Peter Hoskin

Defend yourself

John Rentoul writes a typically-perceptive piece in the Independent on Sunday, doubting that Gordon Brown will ever seize back the political initiative.  For Rentoul, Brown’s major problem is that he’s not engaging in “the drama of a dialogue in his own defence” – mainly because he hasn’t identified a position to defend: 

“If he was a ‘change’ from Blair, what had he changed to? Brown himself made a telling mess of answering that question on the BBC’s Politics Show last weekend. ‘The changes that we are making are to recognise that the world has changed over the last 10 years. We didn’t have the environmental problems we have now. We didn’t have the global restructuring; we have got it now. We didn’t have the sense of rising aspiration.’ In each case: oh yes we did.

If Brown is ‘the change’, he has not changed to something more left wing, as another howl of anguish from Polly Toynbee, keeper of the social-democratic flame, confirmed last week. This time she said that Brown’s ‘besetting sin’ was ‘cowardice’ in not taking on the rich, and that, ‘unlike Blair, Brown doesn’t lust after lucre; he neither glamorises, needed, nor is in awe of wealth – but he is afraid of it.’

Both Toynbee and Progress offer Brown heaven-sent opportunities to define himself, to engage in argument and to dramatise his positions. Against Toynbee he could restate the case against a ‘tax the rich’ politics, which is a message that could recover some ground among the middle classes who think he disapproves of them.
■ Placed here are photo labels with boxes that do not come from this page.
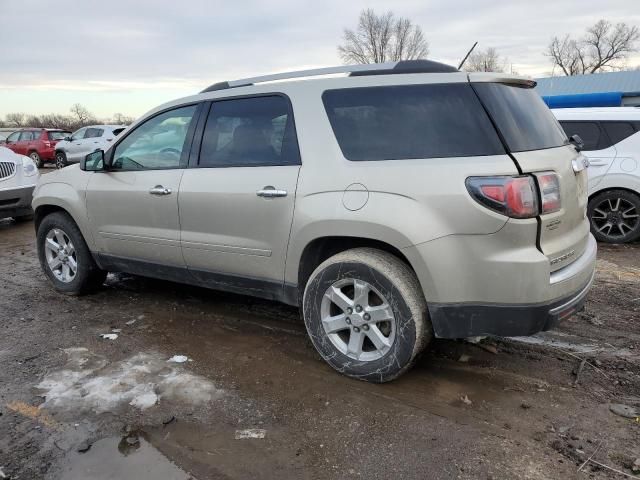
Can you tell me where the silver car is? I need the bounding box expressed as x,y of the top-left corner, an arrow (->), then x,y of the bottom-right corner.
33,61 -> 596,382
0,147 -> 40,220
55,125 -> 126,168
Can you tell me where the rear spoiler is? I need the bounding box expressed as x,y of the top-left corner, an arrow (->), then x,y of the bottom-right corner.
467,72 -> 537,88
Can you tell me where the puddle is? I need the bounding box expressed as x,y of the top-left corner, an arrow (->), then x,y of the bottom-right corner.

Against Progress, he could gain ground by disagreeing with its notion that Britain is suffused with a ‘deep social pessimism’.

Of course, Blair was adept at characterising the position of his opponents in such a way as to make it easy for him to demolish their supposed arguments. But it was at least a device that recognised differences of view and sought to make the case for the course he had chosen.

Brown is not that kind of leader…”

It’s just plain difficult to characterise Brown’s politics, and thus the change he’s supposedly engendered.  His beliefs certainly aren’t showing in any consistent way –  sometimes he’s espousing “change” and sometimes he’s the “heir to Blair“; he oscillates between being an arch-centraliser and a rampant free-marketeer; and – perhaps most damaging – his Big Ideas come with a ten-year time lag.  Brown needs to dig an ideological foxhole, but – for some reason – he can’t get his hands on a spade.

And so, one question: any Coffee Housers have a clue what Brown stands for?